— Все сказал? — спросил его Воол.
— Вроде все.
— Слушай, — сказал Воол, — а ты Петухова помнишь? Ну, который на второй печи работал?
— Как же! — ответил Чиркин, не понимая, почему вдруг Эдуард Иванович свернул на этого Петухова, который давным-давно ушел на пенсию и вроде бы даже перебрался из города к родне в деревню. — Тоже работяга был первый класс! Кому угодно не стыдно было у него поучиться. Замминистра приезжал — обязательно в цех шел с ним поговорить.
— Да, — кивнул Воол. — Просто не знал того, что мы про него знали. А когда ушел на пенсию, помнишь, как рабочее собрание решило? Постоянного пропуска в завод не давать и на юбилейный вечер не скидываться. Вот тебе и работяга первый класс!

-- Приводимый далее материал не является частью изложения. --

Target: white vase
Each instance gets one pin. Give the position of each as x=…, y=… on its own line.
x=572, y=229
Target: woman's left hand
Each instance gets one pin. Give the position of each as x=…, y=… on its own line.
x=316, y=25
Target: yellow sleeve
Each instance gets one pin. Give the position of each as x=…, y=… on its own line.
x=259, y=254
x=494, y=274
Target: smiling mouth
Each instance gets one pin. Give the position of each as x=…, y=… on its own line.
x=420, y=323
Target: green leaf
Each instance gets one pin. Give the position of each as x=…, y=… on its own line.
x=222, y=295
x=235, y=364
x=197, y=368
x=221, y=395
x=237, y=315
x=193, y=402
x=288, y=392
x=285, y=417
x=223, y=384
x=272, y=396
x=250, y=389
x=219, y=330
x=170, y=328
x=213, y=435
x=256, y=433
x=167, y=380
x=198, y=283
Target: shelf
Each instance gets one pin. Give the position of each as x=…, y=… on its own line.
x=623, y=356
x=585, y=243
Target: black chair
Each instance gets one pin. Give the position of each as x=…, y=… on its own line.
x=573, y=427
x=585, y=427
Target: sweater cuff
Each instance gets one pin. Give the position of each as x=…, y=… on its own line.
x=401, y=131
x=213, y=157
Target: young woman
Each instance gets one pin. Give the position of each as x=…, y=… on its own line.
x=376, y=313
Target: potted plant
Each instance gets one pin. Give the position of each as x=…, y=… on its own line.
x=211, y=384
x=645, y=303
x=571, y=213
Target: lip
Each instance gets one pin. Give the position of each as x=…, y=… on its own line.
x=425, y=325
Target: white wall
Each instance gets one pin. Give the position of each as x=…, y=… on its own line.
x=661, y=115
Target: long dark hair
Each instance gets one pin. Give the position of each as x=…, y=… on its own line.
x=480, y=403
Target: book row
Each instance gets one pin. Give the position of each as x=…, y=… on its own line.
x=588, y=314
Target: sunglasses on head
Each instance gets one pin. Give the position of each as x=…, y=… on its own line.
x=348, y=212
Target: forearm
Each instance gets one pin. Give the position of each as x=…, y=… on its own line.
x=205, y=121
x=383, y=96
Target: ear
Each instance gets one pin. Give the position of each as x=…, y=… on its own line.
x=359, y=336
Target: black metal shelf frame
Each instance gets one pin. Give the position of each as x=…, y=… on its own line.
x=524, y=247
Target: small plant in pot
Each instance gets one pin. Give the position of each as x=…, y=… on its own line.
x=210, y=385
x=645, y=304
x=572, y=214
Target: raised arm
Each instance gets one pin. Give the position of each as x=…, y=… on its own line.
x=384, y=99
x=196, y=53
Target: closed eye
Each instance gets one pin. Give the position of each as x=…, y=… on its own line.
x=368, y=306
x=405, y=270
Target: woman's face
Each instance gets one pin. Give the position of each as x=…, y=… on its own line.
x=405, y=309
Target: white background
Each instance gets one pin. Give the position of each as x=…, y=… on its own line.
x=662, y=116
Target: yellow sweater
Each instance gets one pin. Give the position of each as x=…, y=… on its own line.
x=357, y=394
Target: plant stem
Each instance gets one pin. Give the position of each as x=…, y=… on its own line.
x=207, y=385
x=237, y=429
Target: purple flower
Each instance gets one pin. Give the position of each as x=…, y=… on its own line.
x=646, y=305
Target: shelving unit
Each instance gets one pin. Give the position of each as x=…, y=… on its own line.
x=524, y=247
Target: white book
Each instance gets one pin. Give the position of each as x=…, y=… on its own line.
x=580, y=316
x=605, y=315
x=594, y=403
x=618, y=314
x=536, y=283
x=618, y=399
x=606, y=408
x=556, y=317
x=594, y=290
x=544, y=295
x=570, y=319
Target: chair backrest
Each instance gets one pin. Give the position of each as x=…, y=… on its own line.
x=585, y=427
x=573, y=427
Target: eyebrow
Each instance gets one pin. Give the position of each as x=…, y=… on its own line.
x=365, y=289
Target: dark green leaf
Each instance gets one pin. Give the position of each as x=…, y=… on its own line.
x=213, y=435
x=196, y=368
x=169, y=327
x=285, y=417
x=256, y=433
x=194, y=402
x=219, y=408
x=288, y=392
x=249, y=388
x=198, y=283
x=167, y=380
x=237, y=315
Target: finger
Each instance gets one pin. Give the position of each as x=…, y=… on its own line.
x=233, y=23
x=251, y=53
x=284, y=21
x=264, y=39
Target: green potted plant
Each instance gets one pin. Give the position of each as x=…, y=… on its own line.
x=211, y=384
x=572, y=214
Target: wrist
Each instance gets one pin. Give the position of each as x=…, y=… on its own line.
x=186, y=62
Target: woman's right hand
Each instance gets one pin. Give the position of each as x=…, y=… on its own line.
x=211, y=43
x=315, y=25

— С чего это ты вспомянул его?
— Да так… Шершавая была у него душа. А начальство будто бы не замечало: работает расчудесно, замминистра с ним на «вы» и ручку жмет, водку не пьет, жену не колотит — чего же еще надо? Вот тебе орден, вот тебе второй, вот тебе слава и все прочее — хоть на выставку! А жил человек только для себя одного. Трешку до получки не одолжит… Да что трешку! Соседка ночью постучалась — у мужа с сердцем плохо, чтоб позвонил, вызвал «скорую», а он…

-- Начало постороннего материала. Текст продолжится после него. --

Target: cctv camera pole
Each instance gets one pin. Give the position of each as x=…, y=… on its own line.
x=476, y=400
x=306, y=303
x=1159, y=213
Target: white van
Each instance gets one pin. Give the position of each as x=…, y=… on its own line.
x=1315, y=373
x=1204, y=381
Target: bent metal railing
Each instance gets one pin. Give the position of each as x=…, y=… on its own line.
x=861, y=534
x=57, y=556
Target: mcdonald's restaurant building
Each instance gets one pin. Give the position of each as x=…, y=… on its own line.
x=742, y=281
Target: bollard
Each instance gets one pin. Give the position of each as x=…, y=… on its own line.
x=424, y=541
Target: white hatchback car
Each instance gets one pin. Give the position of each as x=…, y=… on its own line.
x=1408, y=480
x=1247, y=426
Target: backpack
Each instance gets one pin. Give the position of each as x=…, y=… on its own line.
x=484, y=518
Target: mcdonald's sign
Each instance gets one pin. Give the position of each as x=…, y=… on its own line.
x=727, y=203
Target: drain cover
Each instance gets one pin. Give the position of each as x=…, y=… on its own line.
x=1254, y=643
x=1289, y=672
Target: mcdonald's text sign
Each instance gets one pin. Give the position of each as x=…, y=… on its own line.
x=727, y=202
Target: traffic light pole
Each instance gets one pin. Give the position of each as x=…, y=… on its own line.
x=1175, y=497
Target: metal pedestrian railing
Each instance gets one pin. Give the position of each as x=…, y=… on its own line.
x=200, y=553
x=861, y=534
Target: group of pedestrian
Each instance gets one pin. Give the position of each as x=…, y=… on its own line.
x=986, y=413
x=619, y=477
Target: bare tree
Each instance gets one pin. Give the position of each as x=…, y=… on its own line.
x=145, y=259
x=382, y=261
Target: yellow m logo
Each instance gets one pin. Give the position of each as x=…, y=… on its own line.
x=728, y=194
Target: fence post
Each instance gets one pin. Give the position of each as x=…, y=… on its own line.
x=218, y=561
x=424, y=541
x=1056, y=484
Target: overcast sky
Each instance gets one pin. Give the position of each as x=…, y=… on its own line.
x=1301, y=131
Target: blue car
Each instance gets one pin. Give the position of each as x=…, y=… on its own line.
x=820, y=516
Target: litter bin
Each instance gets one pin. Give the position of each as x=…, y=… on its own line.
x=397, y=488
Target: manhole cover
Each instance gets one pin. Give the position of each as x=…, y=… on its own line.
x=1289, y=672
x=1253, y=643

— Я помню, — кивнул Чиркин. — Только чего ты мне сегодня настроение портишь?
— Я тебя размышлять заставляю, — сказал Воол. — Ну хоть убей меня на этом месте — не по душе мне Коптюгов! Зря только пошел к нему — думал, ошибаюсь, поближе присмотреться захотел, а сейчас сам себя ругаю. Ты не заметил, как он выступал сегодня на партийном собрании?
— На чужой роток не накинешь платок. Он по своим убеждениям говорил. К тому же у нас партийная демократия.

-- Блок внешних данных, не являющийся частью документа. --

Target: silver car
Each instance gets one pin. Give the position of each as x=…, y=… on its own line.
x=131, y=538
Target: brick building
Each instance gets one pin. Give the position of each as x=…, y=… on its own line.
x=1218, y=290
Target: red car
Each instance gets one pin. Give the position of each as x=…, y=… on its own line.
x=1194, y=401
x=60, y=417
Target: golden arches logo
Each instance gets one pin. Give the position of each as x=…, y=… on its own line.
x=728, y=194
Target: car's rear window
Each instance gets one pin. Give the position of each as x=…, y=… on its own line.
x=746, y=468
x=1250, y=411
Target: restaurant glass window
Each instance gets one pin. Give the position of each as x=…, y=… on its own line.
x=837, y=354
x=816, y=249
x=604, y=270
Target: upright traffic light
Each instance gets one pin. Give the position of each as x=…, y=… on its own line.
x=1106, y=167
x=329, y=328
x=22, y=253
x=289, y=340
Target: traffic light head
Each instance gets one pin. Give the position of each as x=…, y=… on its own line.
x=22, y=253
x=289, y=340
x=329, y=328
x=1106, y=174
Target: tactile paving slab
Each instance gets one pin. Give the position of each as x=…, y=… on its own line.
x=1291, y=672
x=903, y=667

— Спасибо, что напомнил, — усмехнулся Воол. — Только вот насчет этих своих убеждений я как раз и сомневаюсь. Еще Владимир Ильич говорил, что у иных людей очень часто убеждения сидят не глубже, чем на кончике языка. А я заметил — Коптюгов говорил да на Ильина поглядывал: дескать, как я выступаю? Как тебе надо? Должно быть, прознал, что было у нас накануне на бюро…
Чиркин молчал, замолчал и Воол. То, что он сказал сейчас, было для Чиркина неожиданностью, неприятным открытием, в которое никак не хотелось верить, но приходилось поверить, потому что, припоминая сегодняшнее выступление Коптюгова на собрании, он вспоминал и резкие, покоробившие его слова Ильина на бюро — и действительно выходило, что Коптюгов, опередив начальника цеха, сказал то же самое, а Ильин лишь подтвердил свое согласие с ним.
А может, совпадение? Ну, два человека думают одинаково, вот и все. Внутренне он еще сопротивлялся: Эдуард давно косится на Коптюгова, хотя и сознается, что вроде бы никаких оснований у него нет…
— Нехорошо, — сказал наконец Чиркин. — Если ты к нему так, зачем было в гости ходить? Отказался бы как-нибудь вежливо…
— Я же тебе говорю, — уже сердито ответил Воол, — объясняю, что, может, ошибаюсь, может, действительно старым дурнем становлюсь…
— Ну, тогда ничего, — примирительно сказал Чиркин.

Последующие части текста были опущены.